İstanbul, kimine göre taşı toprağı altın, kimine göre ömür törpüsü, kiminin kanına bulaşan bir alışkanlık virüsü, kiminin uykusunu kaçıran bir illet. Bu kent uygarlaştıkça güzelleşiyor diyenler de var, eskiye hasretle selam gönderen ve derin bir ah çeken de. Bu karşıtlıkları çoğaltmak mümkün, hatta kolay, ama zor olan bir şey var ki… İstanbul gittikçe yaşanması zor bir şehir oluyor.
Çok değil, onbeş yıl kadar önce bir terör başladı bu kentte, motosiklet terörü. Kuryeler sağınızdan solunuzdan, hele de boğaz köprüsünden hızla ve kuralsız geçmeye başladı. Yüreğimizin ağzımıza geldiği ve bugünü de kazasız-belasız geçirdiğimize dua etmiş olduğumuz yıllardı. Sonra fast-food alışkanlığını kolaylaştıran yiyecek-yemek taşıyıcı motosikletler, bunlara bir de su taşıyıcı mopetler eklendi.
Nereden ne zaman çıkacağını, bilemezsiniz, yiyecek dağıtımındakiler hem kendileriyle hem de rakipleriyle yarış içindedirler. Neden taktıklarını kendilerinin de bilmediği başlık (kask) üstünden hem gider hem telefonla konuşurlar. Su taşıyanların 10 tane koca su şişesini nasıl yerleştirdiğini ve düşürmeden taşıdığını düşünürken önünüze atılıverirler. Moto-kuryeler şimdilik içlerinde en zararsızları kaldı.
İşin bir de trafik kazası yönü var, oldu birine çarptınız, aslında genelde hep onlar size çarpar ya, hemen yardımsever halkımız olay mahalline yönlenir ve acilen seyyar bir mahkeme kurulur. Tabii siz arabadasınız, o zavallı küçük bir motosiklette, acilen savcı kimliğinde sayın vatandaş iddianameyi hazırlar. Zavallı küçük bir araca koca bir araçla çarpmak ! Üstelik o ekmek parası derdinde sen ise keyfindesin. İddianamede bu düşünce de yer alır. Hele bir de kadın şoförseniz zaten hüküm verilmiş gibidir. Acemi !!! Anlatamazsınız, ki o geldi benim önüme aniden, o geldi çarptı bana ve yere düştü, o kuraldışı sürüyor, o, o, o… Değişmez bir şey, hüküm önceden verilmiştir. İnsaflı bir yargı heyetiyse “haydi geçmiş olsun, koy cebine birkaç kuruş” kararı çıkar. Bu arada güvenlik kuvvetlerine yardımı seven bir-iki sayın vatandaşın sizi ittirip kaktırması da mümkündür.
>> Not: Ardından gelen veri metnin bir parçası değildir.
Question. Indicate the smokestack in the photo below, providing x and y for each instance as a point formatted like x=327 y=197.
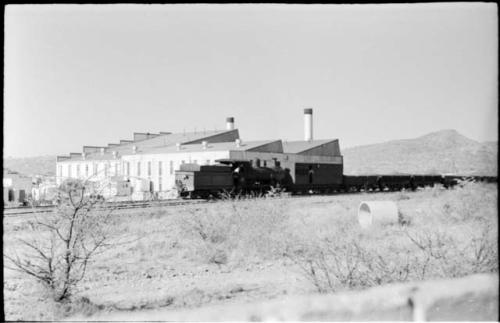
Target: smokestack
x=230 y=123
x=308 y=125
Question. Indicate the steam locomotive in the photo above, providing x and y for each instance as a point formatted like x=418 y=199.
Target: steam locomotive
x=243 y=177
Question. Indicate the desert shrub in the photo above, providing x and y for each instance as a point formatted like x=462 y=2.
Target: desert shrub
x=470 y=201
x=345 y=262
x=63 y=243
x=424 y=245
x=236 y=229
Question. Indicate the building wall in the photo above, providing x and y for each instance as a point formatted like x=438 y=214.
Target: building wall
x=91 y=170
x=170 y=162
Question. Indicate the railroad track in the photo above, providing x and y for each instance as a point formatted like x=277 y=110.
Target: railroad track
x=16 y=211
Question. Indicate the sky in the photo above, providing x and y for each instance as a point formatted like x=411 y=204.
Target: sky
x=79 y=75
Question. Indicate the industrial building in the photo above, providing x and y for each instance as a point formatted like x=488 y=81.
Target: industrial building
x=145 y=166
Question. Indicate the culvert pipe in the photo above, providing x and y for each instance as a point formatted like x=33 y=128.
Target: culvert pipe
x=377 y=212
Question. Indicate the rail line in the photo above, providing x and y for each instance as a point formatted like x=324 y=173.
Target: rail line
x=123 y=205
x=25 y=210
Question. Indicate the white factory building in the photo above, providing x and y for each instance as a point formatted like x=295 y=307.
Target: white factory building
x=145 y=166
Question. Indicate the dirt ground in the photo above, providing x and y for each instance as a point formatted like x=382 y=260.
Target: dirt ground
x=166 y=265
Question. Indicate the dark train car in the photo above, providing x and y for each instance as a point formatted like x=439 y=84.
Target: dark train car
x=319 y=177
x=363 y=182
x=425 y=180
x=395 y=182
x=194 y=180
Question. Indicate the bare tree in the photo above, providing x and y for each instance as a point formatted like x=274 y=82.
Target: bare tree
x=63 y=243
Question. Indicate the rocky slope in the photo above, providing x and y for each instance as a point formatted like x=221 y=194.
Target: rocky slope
x=445 y=151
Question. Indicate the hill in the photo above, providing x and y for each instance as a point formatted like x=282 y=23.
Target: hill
x=445 y=151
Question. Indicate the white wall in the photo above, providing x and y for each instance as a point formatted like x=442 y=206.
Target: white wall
x=168 y=175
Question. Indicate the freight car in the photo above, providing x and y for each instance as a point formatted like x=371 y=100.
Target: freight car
x=243 y=177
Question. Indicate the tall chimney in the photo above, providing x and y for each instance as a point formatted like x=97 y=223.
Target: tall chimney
x=230 y=123
x=308 y=125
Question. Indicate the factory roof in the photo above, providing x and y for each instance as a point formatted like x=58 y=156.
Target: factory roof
x=171 y=139
x=152 y=141
x=296 y=147
x=216 y=146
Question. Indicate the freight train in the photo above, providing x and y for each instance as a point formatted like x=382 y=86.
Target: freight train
x=244 y=177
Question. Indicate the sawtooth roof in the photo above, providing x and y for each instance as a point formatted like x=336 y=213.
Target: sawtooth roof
x=161 y=140
x=216 y=146
x=296 y=147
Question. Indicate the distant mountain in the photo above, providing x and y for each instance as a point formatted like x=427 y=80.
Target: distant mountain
x=29 y=166
x=445 y=151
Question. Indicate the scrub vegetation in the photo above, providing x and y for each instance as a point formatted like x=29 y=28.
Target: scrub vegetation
x=259 y=248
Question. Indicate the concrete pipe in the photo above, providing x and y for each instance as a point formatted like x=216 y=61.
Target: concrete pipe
x=377 y=212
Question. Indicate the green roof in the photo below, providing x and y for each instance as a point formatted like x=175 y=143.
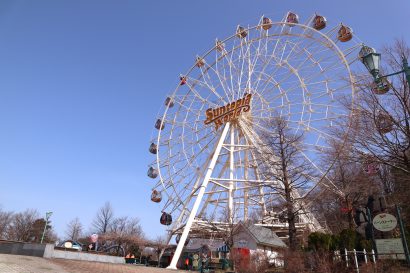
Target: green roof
x=264 y=236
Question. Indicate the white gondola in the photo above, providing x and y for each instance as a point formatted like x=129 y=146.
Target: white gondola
x=266 y=23
x=241 y=32
x=159 y=124
x=169 y=102
x=153 y=149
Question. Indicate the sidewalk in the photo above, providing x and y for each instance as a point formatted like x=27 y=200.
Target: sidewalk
x=28 y=264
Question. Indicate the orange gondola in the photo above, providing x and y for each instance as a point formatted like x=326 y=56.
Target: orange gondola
x=156 y=196
x=381 y=87
x=153 y=149
x=266 y=23
x=384 y=123
x=219 y=46
x=182 y=80
x=364 y=51
x=199 y=62
x=166 y=219
x=370 y=166
x=344 y=34
x=152 y=172
x=178 y=238
x=292 y=18
x=319 y=22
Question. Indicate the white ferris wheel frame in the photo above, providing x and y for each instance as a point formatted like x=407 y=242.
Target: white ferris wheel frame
x=198 y=191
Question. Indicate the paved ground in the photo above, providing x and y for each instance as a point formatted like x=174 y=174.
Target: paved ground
x=27 y=264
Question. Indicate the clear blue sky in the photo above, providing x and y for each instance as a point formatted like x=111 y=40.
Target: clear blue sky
x=81 y=82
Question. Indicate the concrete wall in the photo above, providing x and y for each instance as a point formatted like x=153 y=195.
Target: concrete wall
x=20 y=248
x=50 y=252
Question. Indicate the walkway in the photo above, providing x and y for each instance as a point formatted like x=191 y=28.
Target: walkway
x=28 y=264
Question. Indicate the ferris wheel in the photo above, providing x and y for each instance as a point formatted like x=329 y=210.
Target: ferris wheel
x=208 y=129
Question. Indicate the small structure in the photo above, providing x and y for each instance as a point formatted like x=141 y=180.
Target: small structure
x=344 y=34
x=250 y=239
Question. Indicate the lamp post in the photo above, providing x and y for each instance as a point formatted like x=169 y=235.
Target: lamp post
x=372 y=63
x=48 y=215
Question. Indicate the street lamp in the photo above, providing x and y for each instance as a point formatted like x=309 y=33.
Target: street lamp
x=48 y=215
x=371 y=60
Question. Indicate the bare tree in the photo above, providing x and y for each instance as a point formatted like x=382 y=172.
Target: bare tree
x=22 y=225
x=125 y=232
x=382 y=121
x=6 y=218
x=74 y=229
x=353 y=185
x=280 y=160
x=104 y=218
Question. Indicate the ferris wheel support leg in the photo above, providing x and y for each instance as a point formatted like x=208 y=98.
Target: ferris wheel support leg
x=231 y=176
x=198 y=199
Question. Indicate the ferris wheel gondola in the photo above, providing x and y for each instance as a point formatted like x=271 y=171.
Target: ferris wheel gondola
x=207 y=141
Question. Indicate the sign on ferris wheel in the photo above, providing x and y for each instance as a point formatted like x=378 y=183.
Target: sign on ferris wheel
x=384 y=222
x=289 y=69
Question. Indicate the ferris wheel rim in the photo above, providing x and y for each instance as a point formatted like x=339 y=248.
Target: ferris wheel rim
x=340 y=54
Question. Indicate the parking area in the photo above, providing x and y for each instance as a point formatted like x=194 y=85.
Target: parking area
x=28 y=264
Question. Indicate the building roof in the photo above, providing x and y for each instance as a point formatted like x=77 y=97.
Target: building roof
x=264 y=236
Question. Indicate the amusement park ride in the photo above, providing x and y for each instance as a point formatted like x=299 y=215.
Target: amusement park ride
x=206 y=170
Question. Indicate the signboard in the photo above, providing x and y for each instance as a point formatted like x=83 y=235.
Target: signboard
x=390 y=249
x=384 y=222
x=228 y=112
x=242 y=243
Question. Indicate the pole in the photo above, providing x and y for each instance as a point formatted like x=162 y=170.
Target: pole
x=406 y=69
x=48 y=214
x=231 y=177
x=370 y=223
x=198 y=199
x=403 y=236
x=356 y=264
x=347 y=258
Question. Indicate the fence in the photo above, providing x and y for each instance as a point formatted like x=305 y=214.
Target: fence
x=353 y=257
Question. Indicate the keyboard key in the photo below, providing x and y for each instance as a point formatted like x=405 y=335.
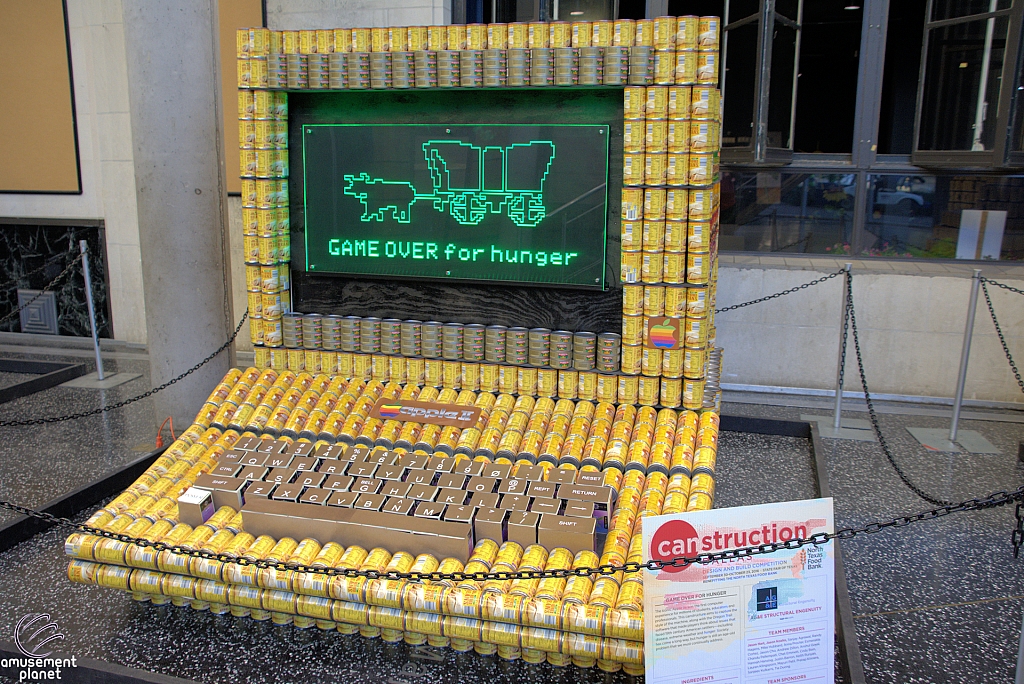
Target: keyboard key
x=287 y=493
x=422 y=493
x=454 y=497
x=253 y=459
x=259 y=489
x=315 y=496
x=420 y=477
x=398 y=506
x=280 y=475
x=248 y=443
x=226 y=470
x=488 y=523
x=390 y=473
x=514 y=502
x=310 y=479
x=253 y=473
x=429 y=509
x=299 y=449
x=452 y=481
x=225 y=490
x=522 y=527
x=546 y=489
x=338 y=482
x=308 y=463
x=481 y=484
x=366 y=485
x=496 y=470
x=579 y=509
x=338 y=500
x=459 y=514
x=467 y=467
x=549 y=506
x=573 y=533
x=395 y=488
x=371 y=502
x=278 y=461
x=478 y=500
Son iki yıl içinde yeni bir terör dalgası geldi güzel kentimize. Hafriyat terörü. Hafriyat kamyonları karınca sürüleri gibi, her sokak, her cadde onların, otobanda sol şerit onların, sokağı istedikleri gibi işgal etme, trafiğe kapatma hakları var. Hatta geçiş üstünlüğü olduğuna inanan şöförler tarafından kullanılıyor çoğu. Toz-toprak ile çevreyi kirletmelerinden söz etmek yasak, bu nedenle üstü açık gidip gelirler. Gündelikleri yaptıkları sefer sayısına bağlı olduklarından bir sefer daha fazla yapmak için her yol mubahtır onlara. Onlara yol vermek zorundasınız, zaten bir çarpsanız feleğinizi şaşırır, arabanızı zor tanırsınız, bunu bildiklerinden öncelik ve yol konusunda taviz vermezler. Bu inşaat furyası bittiğinde bu kadar çok hafriyat kamyonu ne iş yapacak ? Bu bir başka yazı konusu.
Uygarlık güzel, güzel de, bir de toplumda yeni terörize edici alanlar açmasa diyorum.